2014: Federal safety regulators slap General Motors Co. with a record $35 million fine for taking more than a decade to disclose an ignition-switch defect in millions of cars linked at that point to at least 13 deaths (the figure later rose to 90).

U.S. Defense Secretary Chuck Hagel pledges to Israeli leaders that the U.S. would “do what we must” to prevent the Jewish state’s greatest fear of a nuclear-armed Iran from being realized.

Cornell William Brooks is chosen to be the next national president and CEO of the NAACP.

VINDICATOR FILES

1990: The Trumbull County Prosecutor’s office is seeking to try a 15-year-old Warren youth as an adult in the shooting death of Andre Evans, 24, outside the Hampshire House apartments on Fifth Street SW.

Trumbull Democratic Party Chairman Dr. William Timmins makes peace with Ohio Democratic Party Chairman James Ruvulo and wins back some of the summer jobs that were taken away from him. But for the second year in a row, Mahoning County Chairman Don L. Hanni Jr. is excluded from the annual patronage shuffle.

After nine months of debate, Canfield Council approves an ordinance prohibiting skateboarding on posted areas of the Village Green.

1975: Some 200 members of the Youngstown Diocesan Confederation of Secondary Teachers agree to accept a one-year contract offer from the Youngstown Diocese Board of Education calling for a $7,450 starting salary and other benefits.

The Rhodes administration mails letters to 53 striking employees at two Ohio correctional facilities informing of their immediate termination.

Pete Prokop, Youngstown resident manager for the Universal Guaranty Life Insurance Co., wins one of the top honors, the “Agency Cup,” at the annual sales awards convention. He also qualified for Universal’s “Millionaires Club.”

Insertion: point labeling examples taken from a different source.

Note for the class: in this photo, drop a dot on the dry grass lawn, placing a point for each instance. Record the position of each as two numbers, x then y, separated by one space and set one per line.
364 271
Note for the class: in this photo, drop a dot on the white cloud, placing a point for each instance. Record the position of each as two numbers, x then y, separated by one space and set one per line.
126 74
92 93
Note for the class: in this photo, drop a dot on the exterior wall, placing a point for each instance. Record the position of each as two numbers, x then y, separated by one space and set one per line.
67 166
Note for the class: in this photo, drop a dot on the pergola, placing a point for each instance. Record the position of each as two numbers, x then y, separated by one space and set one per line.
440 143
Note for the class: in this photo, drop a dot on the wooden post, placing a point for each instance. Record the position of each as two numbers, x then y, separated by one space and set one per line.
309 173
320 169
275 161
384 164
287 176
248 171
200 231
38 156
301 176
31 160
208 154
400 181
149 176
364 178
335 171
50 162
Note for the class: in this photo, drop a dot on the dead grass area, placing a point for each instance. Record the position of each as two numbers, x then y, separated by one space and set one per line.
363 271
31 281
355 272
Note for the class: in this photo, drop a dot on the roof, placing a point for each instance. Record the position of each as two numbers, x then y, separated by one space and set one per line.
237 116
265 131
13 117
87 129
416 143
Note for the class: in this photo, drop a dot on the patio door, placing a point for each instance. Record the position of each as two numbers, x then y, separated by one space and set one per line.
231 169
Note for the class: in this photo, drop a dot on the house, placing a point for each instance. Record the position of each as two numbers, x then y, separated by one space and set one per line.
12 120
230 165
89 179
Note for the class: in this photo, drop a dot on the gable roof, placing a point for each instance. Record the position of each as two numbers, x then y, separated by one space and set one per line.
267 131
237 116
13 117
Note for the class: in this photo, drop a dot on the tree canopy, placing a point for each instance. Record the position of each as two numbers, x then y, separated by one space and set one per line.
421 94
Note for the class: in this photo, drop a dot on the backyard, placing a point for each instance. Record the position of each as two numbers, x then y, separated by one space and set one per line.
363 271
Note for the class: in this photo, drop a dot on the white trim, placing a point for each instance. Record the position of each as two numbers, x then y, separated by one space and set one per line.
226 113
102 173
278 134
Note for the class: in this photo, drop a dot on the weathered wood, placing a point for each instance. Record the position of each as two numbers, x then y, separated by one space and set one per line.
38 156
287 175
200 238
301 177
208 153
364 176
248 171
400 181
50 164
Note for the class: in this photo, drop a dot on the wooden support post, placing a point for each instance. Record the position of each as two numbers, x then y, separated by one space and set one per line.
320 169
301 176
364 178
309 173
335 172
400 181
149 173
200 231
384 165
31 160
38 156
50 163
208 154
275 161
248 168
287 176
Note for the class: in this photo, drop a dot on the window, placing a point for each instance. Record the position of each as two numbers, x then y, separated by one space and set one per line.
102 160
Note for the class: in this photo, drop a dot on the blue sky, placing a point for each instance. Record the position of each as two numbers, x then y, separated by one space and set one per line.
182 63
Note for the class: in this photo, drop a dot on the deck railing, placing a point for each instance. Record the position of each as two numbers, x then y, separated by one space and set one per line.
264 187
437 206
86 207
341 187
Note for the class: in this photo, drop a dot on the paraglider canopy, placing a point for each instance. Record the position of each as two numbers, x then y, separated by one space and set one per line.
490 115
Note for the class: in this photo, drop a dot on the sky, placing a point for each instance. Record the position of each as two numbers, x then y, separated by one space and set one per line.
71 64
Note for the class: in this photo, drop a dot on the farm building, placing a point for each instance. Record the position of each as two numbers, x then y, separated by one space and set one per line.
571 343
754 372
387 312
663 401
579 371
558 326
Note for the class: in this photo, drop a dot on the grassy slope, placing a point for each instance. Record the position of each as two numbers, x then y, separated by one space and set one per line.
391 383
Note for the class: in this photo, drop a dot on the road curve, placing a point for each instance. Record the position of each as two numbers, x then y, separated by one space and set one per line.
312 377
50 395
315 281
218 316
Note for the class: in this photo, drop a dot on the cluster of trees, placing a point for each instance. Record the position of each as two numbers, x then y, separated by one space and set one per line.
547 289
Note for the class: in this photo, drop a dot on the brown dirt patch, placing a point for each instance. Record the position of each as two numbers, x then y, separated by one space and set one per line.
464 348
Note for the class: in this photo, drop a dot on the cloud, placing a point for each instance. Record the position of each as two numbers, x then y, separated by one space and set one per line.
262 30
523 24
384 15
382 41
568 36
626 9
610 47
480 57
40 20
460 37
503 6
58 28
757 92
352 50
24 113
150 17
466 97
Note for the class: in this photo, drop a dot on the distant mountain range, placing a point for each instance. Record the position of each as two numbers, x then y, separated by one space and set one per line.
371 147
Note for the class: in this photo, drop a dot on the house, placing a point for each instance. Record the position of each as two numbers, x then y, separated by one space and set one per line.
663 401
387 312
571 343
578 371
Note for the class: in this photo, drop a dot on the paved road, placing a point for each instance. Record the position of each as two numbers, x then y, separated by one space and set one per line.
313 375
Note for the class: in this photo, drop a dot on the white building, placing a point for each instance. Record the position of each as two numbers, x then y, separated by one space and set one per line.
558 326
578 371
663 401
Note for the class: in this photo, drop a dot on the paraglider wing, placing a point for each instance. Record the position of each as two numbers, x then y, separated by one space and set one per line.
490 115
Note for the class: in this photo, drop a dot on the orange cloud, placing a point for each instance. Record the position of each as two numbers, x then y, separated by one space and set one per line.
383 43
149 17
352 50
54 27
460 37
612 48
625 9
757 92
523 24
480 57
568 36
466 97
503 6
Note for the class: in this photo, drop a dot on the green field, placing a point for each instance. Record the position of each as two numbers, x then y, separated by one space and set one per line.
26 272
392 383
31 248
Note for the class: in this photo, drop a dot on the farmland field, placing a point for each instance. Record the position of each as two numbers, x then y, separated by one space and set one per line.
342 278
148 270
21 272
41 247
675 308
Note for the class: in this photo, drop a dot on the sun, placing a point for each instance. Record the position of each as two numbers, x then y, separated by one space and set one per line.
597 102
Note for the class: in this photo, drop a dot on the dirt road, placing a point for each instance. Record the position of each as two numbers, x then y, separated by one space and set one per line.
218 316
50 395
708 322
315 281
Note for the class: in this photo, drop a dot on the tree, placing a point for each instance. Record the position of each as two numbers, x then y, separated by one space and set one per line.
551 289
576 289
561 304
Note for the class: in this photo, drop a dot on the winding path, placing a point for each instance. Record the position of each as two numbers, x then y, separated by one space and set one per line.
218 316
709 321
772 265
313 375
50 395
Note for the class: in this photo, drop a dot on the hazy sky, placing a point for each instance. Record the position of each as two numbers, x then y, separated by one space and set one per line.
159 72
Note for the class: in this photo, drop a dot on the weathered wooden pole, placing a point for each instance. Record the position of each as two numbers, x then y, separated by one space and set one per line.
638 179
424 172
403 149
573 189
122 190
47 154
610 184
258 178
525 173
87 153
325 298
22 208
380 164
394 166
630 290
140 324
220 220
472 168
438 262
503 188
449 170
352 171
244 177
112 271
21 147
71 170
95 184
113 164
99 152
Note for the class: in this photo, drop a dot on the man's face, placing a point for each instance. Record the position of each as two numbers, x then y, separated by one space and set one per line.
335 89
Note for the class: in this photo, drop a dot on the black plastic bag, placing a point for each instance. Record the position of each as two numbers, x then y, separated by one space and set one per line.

1965: Steve Brincko is chairman of the committee that will use volunteers from 50 veterans organizations to decorate 5,000 graves of military men and women in Mahoning County for Memorial Day.

W. J. Hamilton, manager of the Niles branch of the Ohio State Employment Service, says he has 400 job openings that are not filled and the acute labor shortage is expected to grow worse when the Lordstown GM plant opens.

Trumbull County Commissioner Robert E. Hagan suggests that the new Trumbull County office and jail building have an eternal flame installed on top. The flame would be lighted from John F. Kennedy’s grave and passed along by relays.

1940: Mahoning County Red Cross directors approve a local command to raise $40,000 as the local share of a national drive for $10 million for European war relief.

A report on the 1939 season of the Youngstown Symphony Orchestra shows receipts of more than $16,000 and a profit of $5,400.

Charles Brunswick, 15, of 2247 Kimmel Ave., is in fair condition in South Side Hospital with a gunshot wound of the stomach he received while playing with a 22-caliber revolver that he thought was loaded with blanks.